PDf to PDF-OCR with cropping

Discussions about PDF management.
Post Reply
daved
Posts: 10
Joined: Fri Feb 19, 2010 4:43 am

PDf to PDF-OCR with cropping

Post by daved » Sun Jan 09, 2011 12:45 am

Greetings,

I have modified your sample for creating searchable PDF from PDF image. My application requires that I essentially crop the input document sheets into four quadrants because each sheet has four miniaturized pages (I tried to include the input file but get a message stating that PDF files cannot be attached). I programmatically extract the four quadrants and build a new file with four times the number of sheets as the input document. After several hours of frustration wherein everything was working fine except that at the beginning of each pass through the loop the first of the four quadrants for the sheet being processed was the upper left quadrant (Q1) from the first sheet instead of the upper left quadrant (Q1) from the sheet being processed. To workaround this problem I inserted the code highlighted in the following submission. Have I overlooked something?

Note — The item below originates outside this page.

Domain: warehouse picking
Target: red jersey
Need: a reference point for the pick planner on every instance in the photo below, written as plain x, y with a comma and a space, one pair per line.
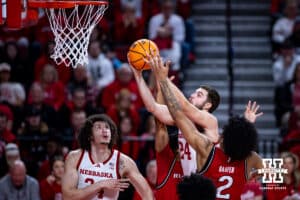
167, 189
228, 177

Thanks, and I really like this product!

Dave


Code: Select all

    
Button1.Enabled = False
        If TextBox1.Text <> "" Then
            '
            Dim LeftSideLeft As Integer
            Dim RightSideLeft As Integer
            Dim TopSideTop As Integer
            Dim BottomSideTop As Integer
            '
            Dim DeltaWidth As Integer
            Dim DeltaHeight As Integer
            '
            Dim InputFilePath As String = TextBox1.Text
            Dim OutputFilePath As String = Mid(InputFilePath, 1, Len(InputFilePath) - 4) + "_ocr.pdf"
            Dim ImageID As Integer
            Dim Dict As GdPicture.TesseractDictionary
            Dim InputPDFID As Integer
            Dim PdfID As Integer
            Dim Resolution As Integer = Val(TextBox2.Text)

            oGdPictureImaging.SetLicenseNumberUpgrade("XXX,XXX")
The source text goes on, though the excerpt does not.